Island Arc
- Discipline: Geology
- Language: English

Publication details
- History: 1992–present
- Publisher: Wiley-Blackwell
- Frequency: Quarterly

Standard abbreviations
- ISO 4: Isl. Arc

Indexing
- ISSN: 1038-4871

Links
- Journal homepage;

= Island Arc (journal) =

Island Arc is a peer-reviewed quarterly scientific journal established in 1992, covering "Earth Sciences of Convergent Plate Margins and Related Topics". It is published by Wiley-Blackwell on behalf of the Geological Society of Japan, in association with the Japan Association for Quaternary Research, Japan Association of Mineralogical Sciences, Palaeontological Society of Japan and the Society of Resource Geology.
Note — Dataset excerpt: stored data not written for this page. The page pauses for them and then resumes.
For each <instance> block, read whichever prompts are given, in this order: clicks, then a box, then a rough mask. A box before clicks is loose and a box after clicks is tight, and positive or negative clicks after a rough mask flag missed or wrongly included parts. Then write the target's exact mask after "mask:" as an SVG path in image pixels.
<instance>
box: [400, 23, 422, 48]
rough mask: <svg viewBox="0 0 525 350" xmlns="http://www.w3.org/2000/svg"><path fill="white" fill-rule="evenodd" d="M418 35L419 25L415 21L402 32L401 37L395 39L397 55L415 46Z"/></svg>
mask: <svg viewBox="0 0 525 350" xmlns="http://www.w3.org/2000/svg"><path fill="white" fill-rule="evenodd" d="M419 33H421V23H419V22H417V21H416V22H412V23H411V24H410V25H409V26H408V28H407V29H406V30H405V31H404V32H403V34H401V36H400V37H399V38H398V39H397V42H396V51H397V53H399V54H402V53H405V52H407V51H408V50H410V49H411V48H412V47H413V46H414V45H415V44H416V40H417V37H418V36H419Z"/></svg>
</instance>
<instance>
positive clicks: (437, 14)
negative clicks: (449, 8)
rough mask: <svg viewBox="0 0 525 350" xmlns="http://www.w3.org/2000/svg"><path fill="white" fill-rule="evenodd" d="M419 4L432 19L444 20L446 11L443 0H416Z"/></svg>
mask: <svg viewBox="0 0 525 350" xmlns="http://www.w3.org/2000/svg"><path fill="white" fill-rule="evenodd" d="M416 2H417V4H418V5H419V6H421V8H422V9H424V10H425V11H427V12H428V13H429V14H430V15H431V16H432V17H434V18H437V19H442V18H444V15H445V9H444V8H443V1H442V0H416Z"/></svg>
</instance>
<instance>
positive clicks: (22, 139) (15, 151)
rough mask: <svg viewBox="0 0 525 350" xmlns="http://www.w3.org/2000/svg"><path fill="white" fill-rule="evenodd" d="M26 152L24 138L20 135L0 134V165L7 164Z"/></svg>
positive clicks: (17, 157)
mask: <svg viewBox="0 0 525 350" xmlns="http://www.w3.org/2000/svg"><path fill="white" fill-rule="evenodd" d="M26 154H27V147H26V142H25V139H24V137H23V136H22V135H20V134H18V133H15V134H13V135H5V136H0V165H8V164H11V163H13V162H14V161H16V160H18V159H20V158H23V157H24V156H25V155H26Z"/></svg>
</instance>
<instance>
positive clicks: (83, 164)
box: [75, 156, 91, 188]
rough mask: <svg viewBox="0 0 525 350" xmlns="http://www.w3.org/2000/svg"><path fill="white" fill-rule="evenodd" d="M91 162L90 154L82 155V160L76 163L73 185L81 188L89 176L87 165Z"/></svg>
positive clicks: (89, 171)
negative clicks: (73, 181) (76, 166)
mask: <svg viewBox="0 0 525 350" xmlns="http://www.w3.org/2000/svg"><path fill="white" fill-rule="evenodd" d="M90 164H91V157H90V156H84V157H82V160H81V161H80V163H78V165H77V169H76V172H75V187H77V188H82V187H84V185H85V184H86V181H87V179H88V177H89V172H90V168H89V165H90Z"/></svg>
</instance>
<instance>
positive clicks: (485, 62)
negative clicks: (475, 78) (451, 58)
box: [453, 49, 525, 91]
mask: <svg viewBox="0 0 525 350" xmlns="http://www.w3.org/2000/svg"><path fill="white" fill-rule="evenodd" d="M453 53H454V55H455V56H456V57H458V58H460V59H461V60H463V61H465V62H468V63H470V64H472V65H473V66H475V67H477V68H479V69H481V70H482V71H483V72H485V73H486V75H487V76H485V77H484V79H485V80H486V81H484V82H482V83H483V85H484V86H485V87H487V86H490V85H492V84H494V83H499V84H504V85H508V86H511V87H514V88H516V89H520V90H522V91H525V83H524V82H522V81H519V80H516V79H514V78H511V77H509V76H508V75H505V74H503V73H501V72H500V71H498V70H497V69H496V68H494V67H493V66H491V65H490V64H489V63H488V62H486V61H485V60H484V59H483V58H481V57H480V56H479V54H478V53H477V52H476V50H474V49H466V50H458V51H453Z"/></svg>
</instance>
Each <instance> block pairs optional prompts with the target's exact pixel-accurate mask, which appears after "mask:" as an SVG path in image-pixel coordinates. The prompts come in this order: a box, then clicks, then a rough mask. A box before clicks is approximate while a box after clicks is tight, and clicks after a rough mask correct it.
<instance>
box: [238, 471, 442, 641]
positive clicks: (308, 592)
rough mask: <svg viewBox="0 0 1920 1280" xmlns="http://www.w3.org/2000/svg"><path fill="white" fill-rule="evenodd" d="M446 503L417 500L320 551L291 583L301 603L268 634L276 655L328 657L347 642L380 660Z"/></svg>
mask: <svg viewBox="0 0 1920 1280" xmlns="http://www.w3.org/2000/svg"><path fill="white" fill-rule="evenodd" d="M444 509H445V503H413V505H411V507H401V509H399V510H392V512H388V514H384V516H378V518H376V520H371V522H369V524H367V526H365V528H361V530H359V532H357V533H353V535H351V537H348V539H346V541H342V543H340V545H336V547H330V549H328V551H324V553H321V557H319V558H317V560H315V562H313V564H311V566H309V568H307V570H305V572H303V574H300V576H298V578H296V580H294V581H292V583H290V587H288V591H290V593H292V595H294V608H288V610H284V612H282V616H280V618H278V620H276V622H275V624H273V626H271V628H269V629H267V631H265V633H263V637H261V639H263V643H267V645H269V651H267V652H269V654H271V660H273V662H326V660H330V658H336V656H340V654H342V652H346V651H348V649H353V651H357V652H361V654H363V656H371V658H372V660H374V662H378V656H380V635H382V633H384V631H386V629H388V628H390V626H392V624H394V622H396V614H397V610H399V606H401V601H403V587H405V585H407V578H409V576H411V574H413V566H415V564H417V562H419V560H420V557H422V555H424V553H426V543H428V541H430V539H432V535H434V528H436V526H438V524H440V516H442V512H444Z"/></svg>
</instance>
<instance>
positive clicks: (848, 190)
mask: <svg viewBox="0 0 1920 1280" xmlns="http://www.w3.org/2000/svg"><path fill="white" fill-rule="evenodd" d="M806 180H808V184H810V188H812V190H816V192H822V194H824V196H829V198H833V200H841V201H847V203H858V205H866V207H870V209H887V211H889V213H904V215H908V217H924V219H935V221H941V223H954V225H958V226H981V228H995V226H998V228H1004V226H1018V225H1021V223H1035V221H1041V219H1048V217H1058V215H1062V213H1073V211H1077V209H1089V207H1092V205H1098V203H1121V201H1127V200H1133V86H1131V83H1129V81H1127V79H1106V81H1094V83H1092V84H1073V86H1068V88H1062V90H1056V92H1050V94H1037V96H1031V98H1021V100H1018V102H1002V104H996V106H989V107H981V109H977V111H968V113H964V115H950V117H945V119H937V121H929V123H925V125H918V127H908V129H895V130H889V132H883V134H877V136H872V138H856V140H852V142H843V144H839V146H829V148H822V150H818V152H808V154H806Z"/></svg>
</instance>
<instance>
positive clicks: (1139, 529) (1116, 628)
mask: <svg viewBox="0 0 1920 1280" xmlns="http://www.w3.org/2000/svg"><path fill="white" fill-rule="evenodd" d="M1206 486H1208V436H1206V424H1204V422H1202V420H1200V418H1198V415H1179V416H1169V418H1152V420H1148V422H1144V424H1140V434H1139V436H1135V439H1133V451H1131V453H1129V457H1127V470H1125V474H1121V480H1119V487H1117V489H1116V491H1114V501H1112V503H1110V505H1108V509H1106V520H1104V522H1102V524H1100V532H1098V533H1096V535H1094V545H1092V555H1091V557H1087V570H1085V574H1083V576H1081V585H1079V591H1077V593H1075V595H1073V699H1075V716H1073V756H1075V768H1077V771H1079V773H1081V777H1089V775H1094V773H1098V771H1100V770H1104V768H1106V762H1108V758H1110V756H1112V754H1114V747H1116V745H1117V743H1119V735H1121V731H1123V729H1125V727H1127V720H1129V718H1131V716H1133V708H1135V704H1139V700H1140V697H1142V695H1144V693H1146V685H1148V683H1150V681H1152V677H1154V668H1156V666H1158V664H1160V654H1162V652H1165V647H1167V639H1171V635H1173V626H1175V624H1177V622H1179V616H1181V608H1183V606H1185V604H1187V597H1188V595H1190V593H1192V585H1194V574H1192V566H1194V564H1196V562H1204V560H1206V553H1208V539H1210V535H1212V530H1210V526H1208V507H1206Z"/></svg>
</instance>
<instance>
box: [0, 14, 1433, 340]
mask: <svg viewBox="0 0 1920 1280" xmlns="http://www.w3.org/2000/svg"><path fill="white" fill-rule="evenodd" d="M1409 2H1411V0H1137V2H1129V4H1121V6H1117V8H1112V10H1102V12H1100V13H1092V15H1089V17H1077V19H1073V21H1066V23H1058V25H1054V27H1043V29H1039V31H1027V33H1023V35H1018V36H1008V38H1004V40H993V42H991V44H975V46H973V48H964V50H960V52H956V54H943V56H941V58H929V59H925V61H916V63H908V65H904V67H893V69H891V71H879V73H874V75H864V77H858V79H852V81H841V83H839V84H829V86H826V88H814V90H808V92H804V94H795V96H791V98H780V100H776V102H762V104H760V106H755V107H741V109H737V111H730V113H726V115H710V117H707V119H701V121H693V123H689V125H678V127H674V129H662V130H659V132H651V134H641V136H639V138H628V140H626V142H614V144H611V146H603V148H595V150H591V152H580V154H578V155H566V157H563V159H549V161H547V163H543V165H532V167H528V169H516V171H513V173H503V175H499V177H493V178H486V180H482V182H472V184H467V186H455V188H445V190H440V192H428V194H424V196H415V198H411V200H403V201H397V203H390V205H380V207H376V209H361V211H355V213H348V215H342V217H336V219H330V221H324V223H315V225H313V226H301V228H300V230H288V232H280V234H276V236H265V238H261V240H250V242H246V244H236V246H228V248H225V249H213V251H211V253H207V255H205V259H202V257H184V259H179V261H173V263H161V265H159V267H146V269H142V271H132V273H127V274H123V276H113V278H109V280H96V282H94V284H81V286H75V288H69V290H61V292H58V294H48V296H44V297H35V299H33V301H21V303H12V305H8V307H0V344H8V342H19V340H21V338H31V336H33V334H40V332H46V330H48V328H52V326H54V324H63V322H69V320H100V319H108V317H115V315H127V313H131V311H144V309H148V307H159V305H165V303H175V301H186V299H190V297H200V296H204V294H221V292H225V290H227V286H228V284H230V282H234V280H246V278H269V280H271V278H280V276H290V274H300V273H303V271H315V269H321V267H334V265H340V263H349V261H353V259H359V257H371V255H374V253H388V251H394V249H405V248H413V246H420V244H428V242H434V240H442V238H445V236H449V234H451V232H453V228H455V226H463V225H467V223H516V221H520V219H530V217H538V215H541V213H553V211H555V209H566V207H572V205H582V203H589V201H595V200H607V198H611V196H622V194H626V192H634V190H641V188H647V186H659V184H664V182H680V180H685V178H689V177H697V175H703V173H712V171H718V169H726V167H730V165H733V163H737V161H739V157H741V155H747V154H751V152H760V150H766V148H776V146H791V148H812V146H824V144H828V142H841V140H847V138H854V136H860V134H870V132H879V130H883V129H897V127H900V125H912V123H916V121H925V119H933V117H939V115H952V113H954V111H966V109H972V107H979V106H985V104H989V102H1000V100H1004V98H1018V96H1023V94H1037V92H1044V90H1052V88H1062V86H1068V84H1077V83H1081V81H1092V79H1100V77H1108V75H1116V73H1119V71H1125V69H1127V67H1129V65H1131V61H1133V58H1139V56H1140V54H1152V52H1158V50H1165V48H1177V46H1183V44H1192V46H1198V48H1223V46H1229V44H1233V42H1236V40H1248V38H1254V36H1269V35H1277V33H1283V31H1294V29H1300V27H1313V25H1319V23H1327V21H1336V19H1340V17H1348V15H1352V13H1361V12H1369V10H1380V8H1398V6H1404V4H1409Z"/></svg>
== Abstracting and indexing ==
The journal is abstracted and indexed in EBSCO databases, Aquatic Sciences and Fisheries Abstracts, Cambridge Scientific Abstracts, Chemical Abstracts Service, Current Contents/Physical, Chemical & Earth Sciences, InfoTrac, ProQuest, Science Citation Index, Scopus, and The Zoological Record. According to the Journal Citation Reports, the journal's 2009 impact factor is 1.182, ranking it 82nd out of 153 in the category "Geosciences, Multidisciplinary".

==See also==
- Island arc, the geographical and geological feature that the journal takes its name from.